I understand that this might be out of scope for this project, but I wanted to throw this out there

//Johan

fcasal commented 7 months ago

Hi @joaxcar, thanks for your interest in the extension.

This feature actually already exists in weAudit!

Findings and notes can be multi-region. To use this, suppose you add a finding on dangerous(user input). Then, select sink(user input) and call the weaudit command "weAudit: Add Region to a Finding" and select the corresponding finding.

In the List of Findings view you will be able to assign individual labels to each step:

I'll make sure to add this feature description to the readme!

joaxcar commented 7 months ago

Oh, that's great @fcasal. Thanks for showing.
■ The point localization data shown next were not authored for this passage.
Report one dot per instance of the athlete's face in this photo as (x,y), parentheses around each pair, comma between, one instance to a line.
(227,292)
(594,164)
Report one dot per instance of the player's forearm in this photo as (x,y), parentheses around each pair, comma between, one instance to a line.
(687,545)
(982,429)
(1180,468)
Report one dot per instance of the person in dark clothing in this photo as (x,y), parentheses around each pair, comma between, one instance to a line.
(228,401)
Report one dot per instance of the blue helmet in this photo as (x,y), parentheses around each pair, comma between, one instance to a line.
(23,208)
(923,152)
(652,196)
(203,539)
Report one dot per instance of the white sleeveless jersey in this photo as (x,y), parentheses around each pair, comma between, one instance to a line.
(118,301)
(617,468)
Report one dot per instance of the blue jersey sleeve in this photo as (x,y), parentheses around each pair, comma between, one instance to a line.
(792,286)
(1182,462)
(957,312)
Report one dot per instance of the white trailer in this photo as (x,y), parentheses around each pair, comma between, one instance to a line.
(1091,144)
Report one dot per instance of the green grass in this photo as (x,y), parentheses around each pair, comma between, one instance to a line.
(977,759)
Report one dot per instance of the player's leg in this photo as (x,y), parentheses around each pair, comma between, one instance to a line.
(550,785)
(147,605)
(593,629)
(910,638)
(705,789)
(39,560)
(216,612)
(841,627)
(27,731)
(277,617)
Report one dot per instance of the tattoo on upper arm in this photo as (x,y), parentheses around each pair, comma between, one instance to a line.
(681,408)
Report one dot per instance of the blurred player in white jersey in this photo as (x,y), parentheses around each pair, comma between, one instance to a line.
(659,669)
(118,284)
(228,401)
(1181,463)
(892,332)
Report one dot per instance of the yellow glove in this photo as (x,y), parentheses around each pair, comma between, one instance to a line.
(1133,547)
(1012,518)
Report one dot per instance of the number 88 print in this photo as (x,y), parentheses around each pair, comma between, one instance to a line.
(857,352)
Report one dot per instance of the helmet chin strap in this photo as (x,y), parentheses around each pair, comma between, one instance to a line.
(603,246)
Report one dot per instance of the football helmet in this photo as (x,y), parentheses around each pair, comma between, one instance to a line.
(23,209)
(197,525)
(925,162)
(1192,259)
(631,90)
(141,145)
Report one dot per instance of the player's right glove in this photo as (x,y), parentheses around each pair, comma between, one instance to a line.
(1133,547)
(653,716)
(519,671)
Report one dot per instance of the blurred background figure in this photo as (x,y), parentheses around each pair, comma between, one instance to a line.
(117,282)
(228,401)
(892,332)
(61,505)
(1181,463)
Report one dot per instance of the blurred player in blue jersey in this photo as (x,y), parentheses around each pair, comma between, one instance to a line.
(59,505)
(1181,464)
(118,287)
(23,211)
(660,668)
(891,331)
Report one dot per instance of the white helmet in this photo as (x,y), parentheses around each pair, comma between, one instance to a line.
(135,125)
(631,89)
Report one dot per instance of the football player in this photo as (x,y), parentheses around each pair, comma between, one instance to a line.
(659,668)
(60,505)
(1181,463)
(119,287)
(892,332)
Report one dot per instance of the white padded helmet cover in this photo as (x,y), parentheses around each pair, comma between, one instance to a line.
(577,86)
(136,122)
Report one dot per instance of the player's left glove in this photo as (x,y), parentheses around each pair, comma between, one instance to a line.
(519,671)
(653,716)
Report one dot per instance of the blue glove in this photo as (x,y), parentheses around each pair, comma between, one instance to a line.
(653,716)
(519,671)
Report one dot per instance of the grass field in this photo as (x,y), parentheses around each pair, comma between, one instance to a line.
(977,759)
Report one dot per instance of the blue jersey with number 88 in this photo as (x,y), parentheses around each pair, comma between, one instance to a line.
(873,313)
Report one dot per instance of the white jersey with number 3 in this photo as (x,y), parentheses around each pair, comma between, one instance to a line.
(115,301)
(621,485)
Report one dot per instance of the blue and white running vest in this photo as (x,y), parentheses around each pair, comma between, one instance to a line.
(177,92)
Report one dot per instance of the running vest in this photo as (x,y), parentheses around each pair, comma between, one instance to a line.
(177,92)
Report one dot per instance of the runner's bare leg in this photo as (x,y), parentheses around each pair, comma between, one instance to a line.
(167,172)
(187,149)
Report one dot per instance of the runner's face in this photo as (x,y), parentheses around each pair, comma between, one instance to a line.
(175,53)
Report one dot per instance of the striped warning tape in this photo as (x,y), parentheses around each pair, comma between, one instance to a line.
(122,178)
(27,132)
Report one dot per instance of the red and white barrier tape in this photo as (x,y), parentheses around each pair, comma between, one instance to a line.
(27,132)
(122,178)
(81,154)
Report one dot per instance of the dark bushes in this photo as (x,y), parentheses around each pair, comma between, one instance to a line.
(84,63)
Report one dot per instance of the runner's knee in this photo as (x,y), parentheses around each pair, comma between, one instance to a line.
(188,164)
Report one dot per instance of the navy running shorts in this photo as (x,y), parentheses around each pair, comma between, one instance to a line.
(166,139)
Guess I could have gone through the list of commands

Is there any chance that it's also possible to rearrange the order of the notes in one find? It looks like they get added in the order as you add them, and then get stuck there. Would be great to be able to drag and drop them in any order.

But again, this is nitpicking. I will try this out on some real code now!

Again awsome extension

fcasal commented 7 months ago

You are correct -- the order of the regions is sequential as you add them to a finding, and you can't rearrange this on the UI.

If you really want to change the order you could go and change the order of the locations list for that entry on the .weaudit file, and then reload vscode:

Support for dragging and dropping is possible, and I have considered it before but never implemented it. I'll create a new issue for that feature so it's not lost.